Le déficit foncier apparaît quand les charges déductibles (travaux, intérêts d’emprunt, taxe foncière…) dépassent les loyers perçus. La partie du déficit hors intérêts d’emprunt peut être imputée sur le revenu global dans la limite de 10 700 €/an (21 400 € pour les travaux de rénovation énergétique dans certains cas). Le déficit lié aux intérêts reste dans la catégorie foncière et se reporte sur 10 ans.
Quelle est la limite d’imputation sur le revenu global ?
10 700 €/an en règle générale. Ce plafond a été porté à 21 400 € pour les déficits liés à des travaux de rénovation énergétique permettant au bien de passer d’une classe énergétique E, F ou G à une classe A, B, C ou D. Cette mesure est en vigueur depuis 2023 et jusqu’en 2025. L’excédent au-delà du plafond est reporté sur les revenus fonciers des 10 années suivantes.
Le déficit foncier génère-t-il une économie d’impôt réelle ?
Oui, significative. Pour un contribuable à 41 % de TMI, un déficit de 10 700 € imputable sur le revenu global génère une économie d’impôt de 10 700 × (41 % + 17,2 %) = environ 6 200 € (en comptant les prélèvements sociaux réduits). Le déficit foncier est l’un des rares mécanismes permettant de réduire son revenu global imposable grâce à l’immobilier.
Y a-t-il des conditions à respecter pour conserver l’avantage du déficit foncier ?
Oui, la condition de « conservation locative » : le bien doit rester en location nue (non meublé) pendant 3 ans à compter de la fin de l’année d’imputation du déficit. Si le bien est vendu ou transformé en meublé avant ce délai, le déficit imputé est réintégré dans le revenu de l’année de rupture. Cette condition est parfois oubliée, entraînant un redressement fiscal.
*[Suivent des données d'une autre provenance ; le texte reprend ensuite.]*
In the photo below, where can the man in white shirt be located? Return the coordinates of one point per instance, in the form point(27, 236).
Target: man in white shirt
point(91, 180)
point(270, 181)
Peut-on créer un déficit foncier en achetant un bien à rénover ?
Oui, c’est même l’une des stratégies classiques : acheter un bien avec un fort potentiel de travaux (immeuble ancien, appartement à rénover), réaliser les travaux la première année pour créer un déficit maximal, puis mettre en location. Attention : seuls les travaux de réparation, d’entretien ou d’amélioration sont déductibles. Les travaux de construction ou de reconstruction ne le sont pas.
Le déficit foncier est-il cumulable avec d’autres dispositifs ?
Partiellement. Le déficit foncier est compatible avec la loi Pinel, la loi Denormandie, le dispositif Malraux. Pour Malraux, les travaux sont déductibles intégralement des revenus fonciers (sans plafond de 10 700 €), et l’excédent est reporté sur 6 ans. En revanche, le déficit foncier ne se cumule pas avec un micro-foncier (mutuellement exclusifs) ni avec une SCI à l’IS (qui gère son propre résultat).